SurfStitch Administration Update

SurfStitch Administration Update

The creditors report pursuant to section 439A of the Corporations Act 2001 has been released by the Administrators, providing an overview of the position of SurfStitch and their recommendation to enter in a Deed of Company Arrangement (EziBuy DOCA) with Ezibuy Holdings Limited (Ezibuy).

Under the terms of the EziBuy DOCA, Ezibuy will acquire SurfStitch Australia Pty Limited (SurfStitch Australia) and some related intellectual property in exchange for a convertible note in Ezibuy, convertible for up to 8% of the equity of the combined entity in 3 years’ time.

In respect to the proposal we make the following comments:

  • The offer put forward by Ezibuy was in part negotiated by our advisers, when it became apparent there was no reasonable offer to restructure the business from the sales process instigated by the Administrators.
  • The financial performance of SurfStitch Australia has deteriorated significantly, with falling working capital, worsening credit terms and management security.  The business is no longer sustainable in its own right. In the event of liquidation NO value would be returned to shareholders and limited returns to the class action participants.
  • We did make attempts to negotiate better terms and more certainty from the Cheadle proposal but were unable to reach a satisfactory position.
  • Ezibuy and their management team, along with their sponsors Alceon have a proven track record in turning around struggling retail businesses including NoniB Limited and Ezibuy itself.
  • The merger will be transformational for both companies: Ezibuy will get access to SurfStitch platform technology, and SurfStitch will get access to Ezibuy greater buying power, lower transport cost structures, greater working capital and experienced retail management.
  • The resultant merger if approved however, will mean that the SurfStitch Group is likely to be delisted from the ASX.  The value of SurfStitch shares on a stand-alone basis are nil. Any future value will only result from a sale of the listed shell or the value of the convertible note.
  • We recommend the Ezibuy DOCA proceed, because it represents a greater return than the liquidation option, and provides shareholders with a return.
  • The proposal does not include legal actions against the former directors which we have already commenced and are outside the Ezibuy DOCA.

What you need to do

The Administrators have advised that they will call for proof of debts and proxies from claimants through Link Insolvency Solutions and that these must be lodged by no later than 2.00 pm on 29 March 2018. 

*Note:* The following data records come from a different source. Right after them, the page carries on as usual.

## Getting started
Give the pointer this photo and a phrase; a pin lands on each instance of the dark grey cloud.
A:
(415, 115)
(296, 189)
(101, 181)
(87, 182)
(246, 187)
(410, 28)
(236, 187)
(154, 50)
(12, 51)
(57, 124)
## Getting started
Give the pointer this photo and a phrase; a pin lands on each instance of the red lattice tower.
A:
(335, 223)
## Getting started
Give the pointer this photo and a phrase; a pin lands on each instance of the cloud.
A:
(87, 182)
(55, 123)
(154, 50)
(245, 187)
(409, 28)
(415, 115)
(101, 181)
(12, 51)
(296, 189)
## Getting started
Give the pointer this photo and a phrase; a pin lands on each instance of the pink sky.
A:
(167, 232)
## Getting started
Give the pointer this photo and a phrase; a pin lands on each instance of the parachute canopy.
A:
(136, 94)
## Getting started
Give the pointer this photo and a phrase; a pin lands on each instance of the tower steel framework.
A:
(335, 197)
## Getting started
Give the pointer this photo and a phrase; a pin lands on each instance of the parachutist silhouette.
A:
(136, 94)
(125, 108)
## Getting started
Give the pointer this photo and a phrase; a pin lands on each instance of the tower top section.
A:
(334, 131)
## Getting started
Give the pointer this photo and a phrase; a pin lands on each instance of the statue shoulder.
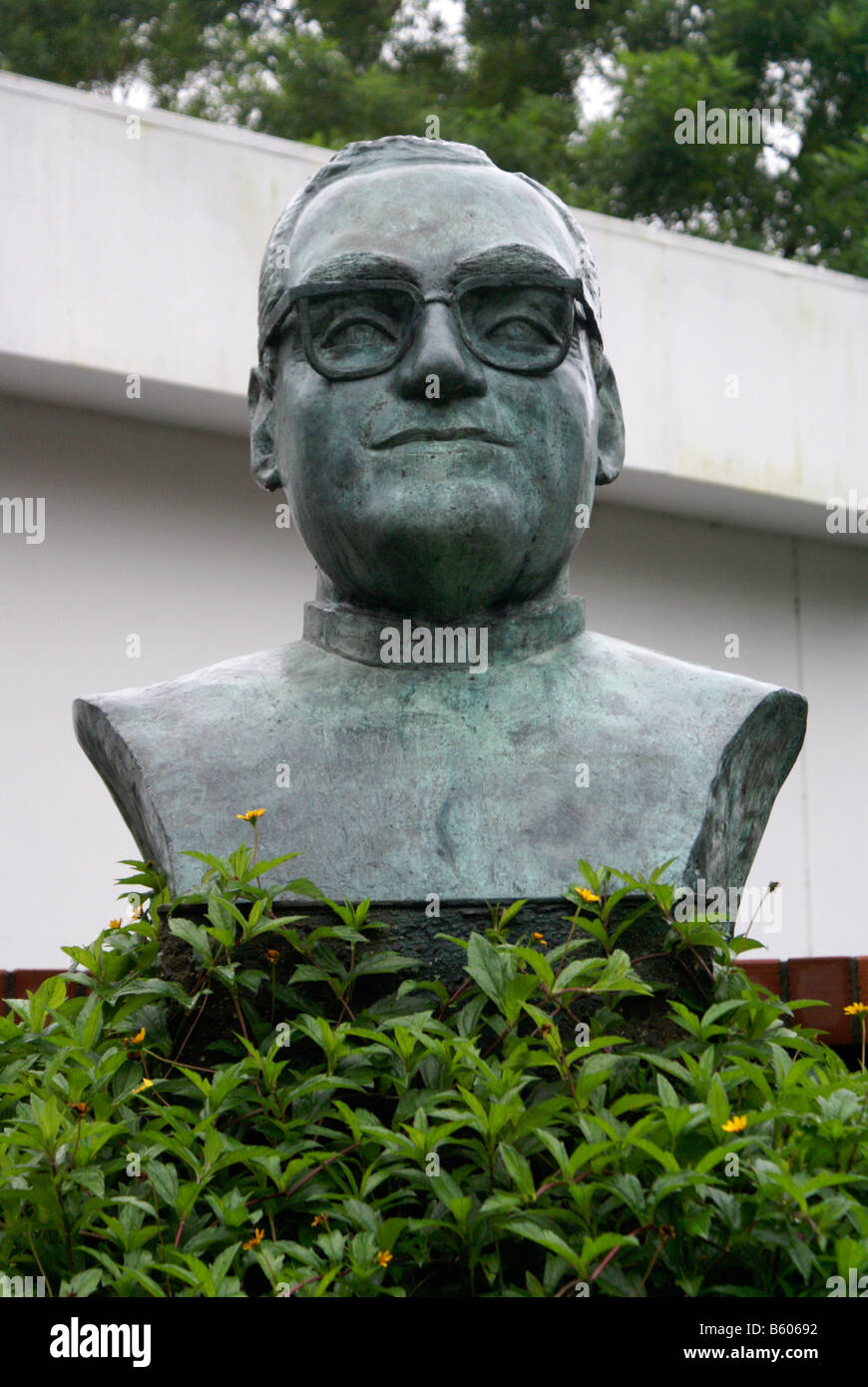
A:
(139, 738)
(728, 699)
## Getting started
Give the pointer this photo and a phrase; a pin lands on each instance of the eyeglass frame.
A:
(301, 292)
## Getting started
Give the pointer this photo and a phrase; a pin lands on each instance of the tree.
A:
(511, 79)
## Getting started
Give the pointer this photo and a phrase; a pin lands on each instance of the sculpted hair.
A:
(367, 156)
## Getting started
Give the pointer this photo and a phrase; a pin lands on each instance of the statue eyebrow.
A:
(508, 259)
(362, 265)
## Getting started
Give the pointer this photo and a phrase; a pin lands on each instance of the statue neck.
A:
(393, 640)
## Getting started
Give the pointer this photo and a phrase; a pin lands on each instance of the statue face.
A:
(441, 487)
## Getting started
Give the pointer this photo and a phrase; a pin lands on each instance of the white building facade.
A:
(135, 545)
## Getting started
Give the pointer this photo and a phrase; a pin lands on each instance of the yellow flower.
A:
(736, 1124)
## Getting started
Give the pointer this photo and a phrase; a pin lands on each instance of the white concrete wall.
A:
(161, 532)
(142, 255)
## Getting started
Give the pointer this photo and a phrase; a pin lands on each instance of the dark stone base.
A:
(411, 932)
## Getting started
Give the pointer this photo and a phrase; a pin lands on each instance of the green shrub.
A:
(505, 1141)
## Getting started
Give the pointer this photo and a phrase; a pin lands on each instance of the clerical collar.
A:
(397, 643)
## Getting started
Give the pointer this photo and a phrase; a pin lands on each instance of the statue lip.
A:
(430, 434)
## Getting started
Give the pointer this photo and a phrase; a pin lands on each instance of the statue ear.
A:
(611, 427)
(260, 415)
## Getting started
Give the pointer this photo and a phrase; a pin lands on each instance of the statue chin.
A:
(433, 573)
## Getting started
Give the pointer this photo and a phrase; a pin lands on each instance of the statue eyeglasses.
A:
(351, 329)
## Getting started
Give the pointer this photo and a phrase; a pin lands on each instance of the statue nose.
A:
(438, 365)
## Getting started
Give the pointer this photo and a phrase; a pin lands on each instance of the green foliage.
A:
(504, 1141)
(508, 77)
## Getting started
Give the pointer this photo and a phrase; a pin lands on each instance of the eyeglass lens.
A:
(366, 329)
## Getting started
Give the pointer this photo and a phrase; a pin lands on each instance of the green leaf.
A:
(487, 968)
(545, 1237)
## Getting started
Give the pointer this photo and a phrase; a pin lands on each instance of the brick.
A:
(829, 980)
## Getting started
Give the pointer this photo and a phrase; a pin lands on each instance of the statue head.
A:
(431, 388)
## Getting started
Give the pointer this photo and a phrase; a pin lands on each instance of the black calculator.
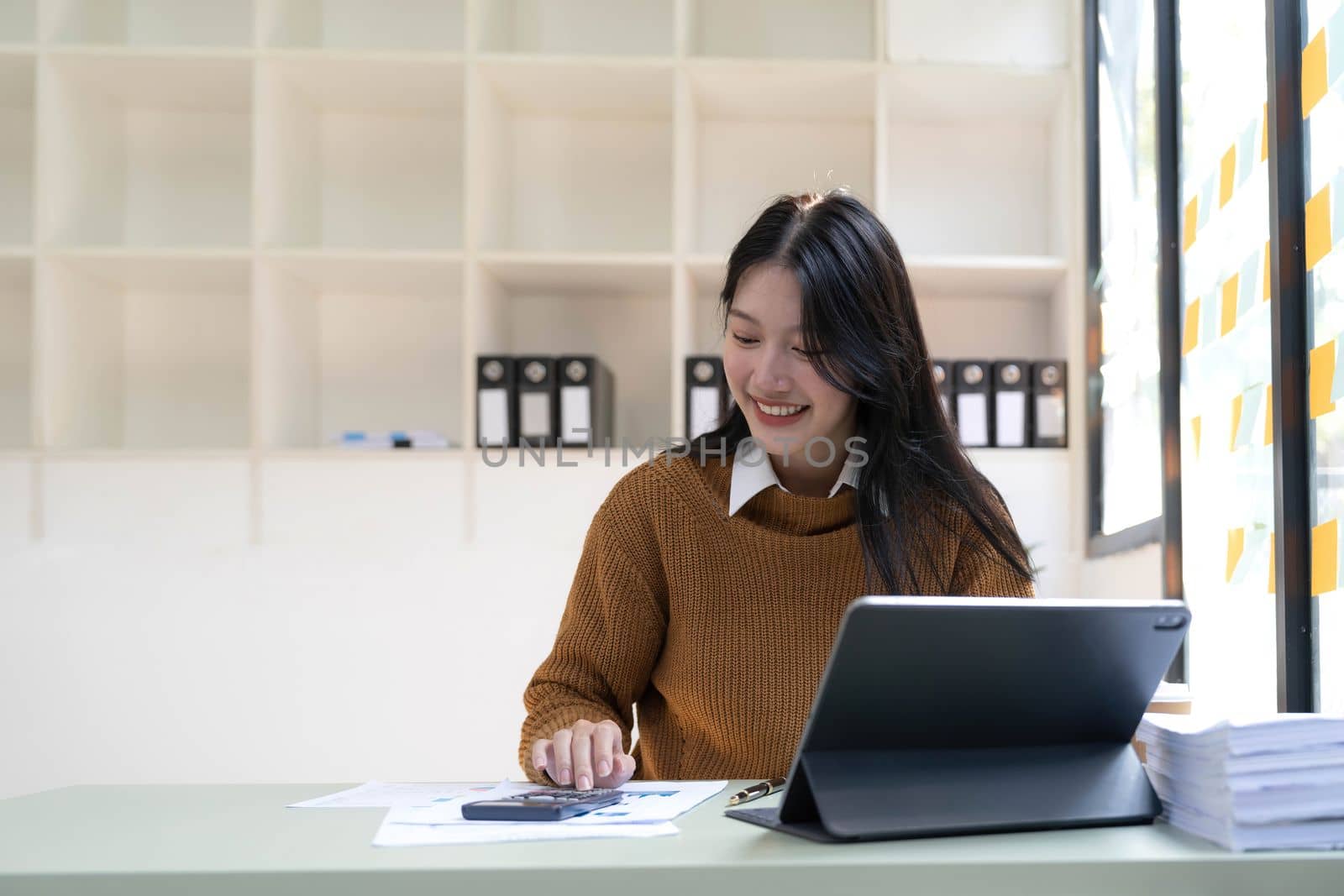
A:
(549, 804)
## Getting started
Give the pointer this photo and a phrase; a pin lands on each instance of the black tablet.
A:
(974, 715)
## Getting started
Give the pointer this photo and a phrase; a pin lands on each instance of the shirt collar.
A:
(754, 473)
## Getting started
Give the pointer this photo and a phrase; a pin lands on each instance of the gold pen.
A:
(756, 792)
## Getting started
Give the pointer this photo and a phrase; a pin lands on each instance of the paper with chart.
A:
(643, 802)
(376, 794)
(506, 832)
(645, 810)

  1. If you have already completed a proof of debt and proxy and submitted it to us, you do not have to complete another form and we will lodge the proofs for you.
  2. If you have not lodged your proof of debt and proxy, then we request you complete the forms on the “LINK” portal before 27 March 2018. You will be asked to attach additional information, your buy and sell confirmations if you have them will be sufficient.
  3. Where it asks you to nominate a proxy (a representative at the meeting) put the name “Glenn McGowan QC” or in his absence “Damien Hodgkinson”. Glenn will hold your vote at the meeting.
  4. Lodge the proof of debt and proxy on the portal and print a copy for your records, and email a copy to us so we can check off our records.

Valuing your claim

As per our previous emails, if you have an estimate of your loss, please include this amount, or use the default estimate for investors with bundles less than $50,000 of an estimated loss of $10,000. The estimate in your proof of debt is just for voting purposes at the meeting and it is not a complete estimate of your actual loss, and would be adjusted before any distribution is completed.

It is likely that the Administrators will only admit the proof of debt for a nominal amount for voting purposes (because our class action claim is unproven at present).

Participating for a Dividend

In order to participate in the convertible note distribution, shareholders must be a member of a class action. If you are not currently registered, please register on our website.

The date of the Meeting

The date of the second creditors’ meeting has now been set for Wednesday 4 April 2018.  We will report on the outcome of the meeting and approval in due course.

Glenn McGowan QC

Partner & Chief Counsel

Rebecca Di Rago

Lawyer


This update does not constitute legal advice and should not be relied upon as such. It is intended only to provide a summary and general overview on matters of interest and it is not intended to be comprehensive. You should seek legal or other professional advice before acting or relying on any of the content.